Three Mountains and Two Rivers

Geography is modest by Blue Ridge standards. Four small peaks rise from the Piedmont floor: Draytonville Mountain (locally called McKown's, after a farmer who owned much of it), Brown's Mountain, Thicketty Mountain and Whitaker Mountain. The Broad River cuts the eastern edge of the county, joined by the Pacolet River and McKowns Creek. Cherokee County is the third-smallest county in South Carolina by land area, packed into 397 square miles between Cleveland County, North Carolina to the north and Spartanburg County to the west. The population in 2020 was 56,216, with two-thirds living in rural areas. Cherokee Medical Center in Gaffney - 125 beds, part of Spartanburg Regional Healthcare - anchors the local hospital system. There is no airport in the county; Charlotte Douglas and Greenville-Spartanburg International handle the region's commercial traffic, and a long-discussed local airport has not yet been funded.

From the Air

Located at 35.05 degrees N, 81.62 degrees W in the South Carolina Piedmont along the North Carolina state line.
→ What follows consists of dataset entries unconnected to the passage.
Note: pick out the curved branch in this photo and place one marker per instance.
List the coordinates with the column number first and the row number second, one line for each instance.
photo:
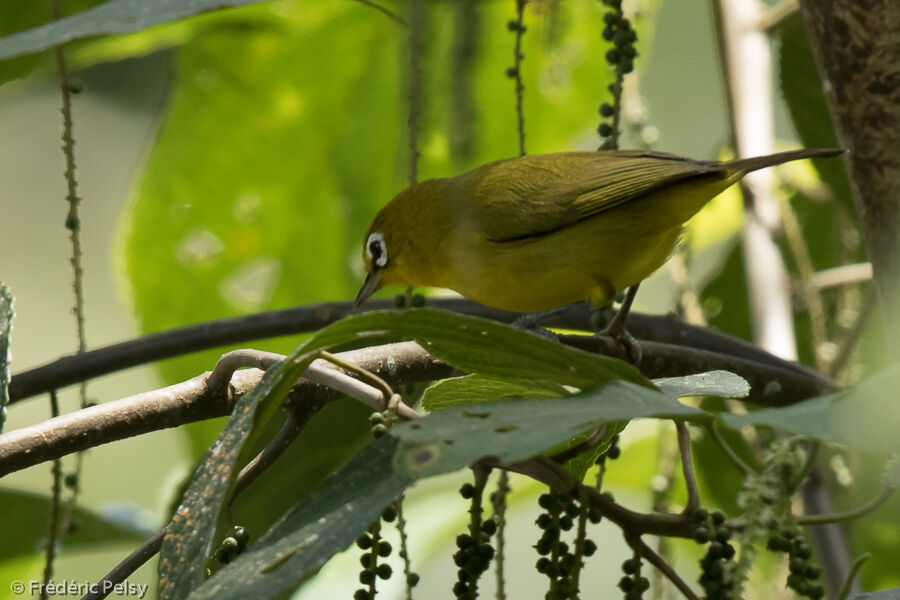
column 192, row 400
column 211, row 334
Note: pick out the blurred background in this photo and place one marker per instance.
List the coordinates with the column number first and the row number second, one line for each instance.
column 230, row 163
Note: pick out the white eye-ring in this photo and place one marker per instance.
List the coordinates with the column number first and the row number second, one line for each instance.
column 376, row 250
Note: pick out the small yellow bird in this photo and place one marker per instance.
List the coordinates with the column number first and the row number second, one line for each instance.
column 538, row 232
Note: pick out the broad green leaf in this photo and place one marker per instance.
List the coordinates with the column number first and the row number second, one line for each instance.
column 466, row 342
column 865, row 416
column 323, row 524
column 515, row 430
column 191, row 531
column 482, row 346
column 472, row 389
column 723, row 384
column 111, row 17
column 893, row 594
column 25, row 526
column 344, row 505
column 18, row 15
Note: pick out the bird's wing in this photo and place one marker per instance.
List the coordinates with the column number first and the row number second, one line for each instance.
column 536, row 195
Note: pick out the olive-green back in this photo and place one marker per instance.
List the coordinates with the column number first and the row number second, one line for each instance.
column 530, row 196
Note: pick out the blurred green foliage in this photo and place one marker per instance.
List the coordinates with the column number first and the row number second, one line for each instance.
column 285, row 131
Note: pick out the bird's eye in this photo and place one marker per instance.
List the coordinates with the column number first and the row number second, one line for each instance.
column 376, row 250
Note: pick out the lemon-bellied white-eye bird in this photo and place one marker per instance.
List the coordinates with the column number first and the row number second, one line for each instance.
column 538, row 232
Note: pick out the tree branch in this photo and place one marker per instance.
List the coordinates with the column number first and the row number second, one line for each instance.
column 211, row 334
column 193, row 400
column 858, row 58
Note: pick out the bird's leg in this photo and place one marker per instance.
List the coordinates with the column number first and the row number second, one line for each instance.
column 616, row 328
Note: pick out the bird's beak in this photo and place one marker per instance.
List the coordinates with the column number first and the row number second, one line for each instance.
column 371, row 285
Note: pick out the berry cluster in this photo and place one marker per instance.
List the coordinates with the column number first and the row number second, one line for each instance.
column 381, row 422
column 475, row 551
column 374, row 548
column 804, row 577
column 232, row 545
column 633, row 583
column 716, row 576
column 557, row 562
column 619, row 31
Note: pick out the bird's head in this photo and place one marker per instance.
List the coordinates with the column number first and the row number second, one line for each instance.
column 404, row 243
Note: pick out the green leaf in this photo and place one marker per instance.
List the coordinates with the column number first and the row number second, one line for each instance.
column 515, row 430
column 192, row 529
column 864, row 416
column 344, row 505
column 481, row 346
column 472, row 389
column 325, row 523
column 25, row 526
column 114, row 16
column 723, row 384
column 466, row 342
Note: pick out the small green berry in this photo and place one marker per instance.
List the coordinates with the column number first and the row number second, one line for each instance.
column 701, row 535
column 241, row 535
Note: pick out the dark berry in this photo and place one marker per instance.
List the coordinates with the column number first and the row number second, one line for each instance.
column 631, row 566
column 385, row 571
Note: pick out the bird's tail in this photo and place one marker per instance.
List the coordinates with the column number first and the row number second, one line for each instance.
column 745, row 165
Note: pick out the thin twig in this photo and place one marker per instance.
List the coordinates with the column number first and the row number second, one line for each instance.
column 854, row 569
column 385, row 11
column 716, row 435
column 842, row 275
column 500, row 505
column 518, row 27
column 849, row 344
column 7, row 313
column 776, row 15
column 129, row 565
column 404, row 546
column 293, row 425
column 416, row 20
column 53, row 529
column 745, row 58
column 847, row 515
column 371, row 378
column 73, row 224
column 687, row 466
column 646, row 552
column 805, row 271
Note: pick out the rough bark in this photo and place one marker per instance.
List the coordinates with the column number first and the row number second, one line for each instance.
column 856, row 44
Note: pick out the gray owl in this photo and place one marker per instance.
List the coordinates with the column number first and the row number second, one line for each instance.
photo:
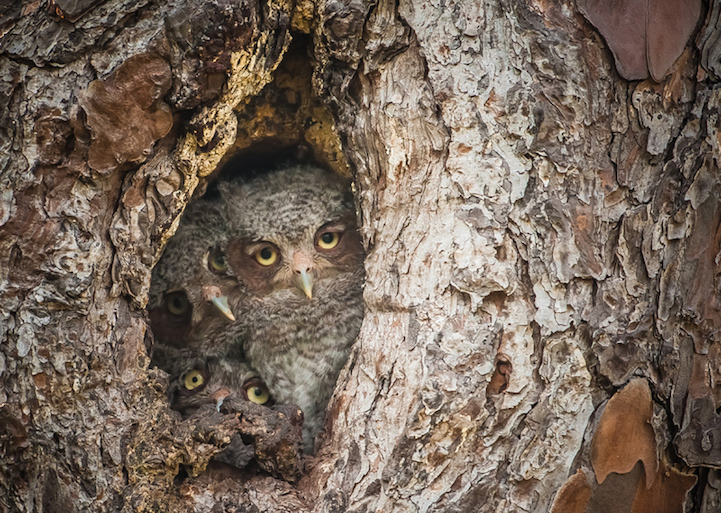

Best viewed at 3,500-5,500 feet MSL. I-85 cuts through the county connecting Greenville-Spartanburg to Charlotte. Three small peaks (Draytonville, Brown's, Thicketty, Whitaker Mountain) rise modestly from the rolling Piedmont. Nearest airports: Greenville-Spartanburg International (KGSP, 20 nm west), Charlotte-Douglas International (KCLT, 35 nm northeast). The Peachoid water tower in Gaffney is a distinctive low-altitude landmark. Cowpens National Battlefield occupies the northwest corner; Kings Mountain National Military Park straddles the SC/NC line to the east.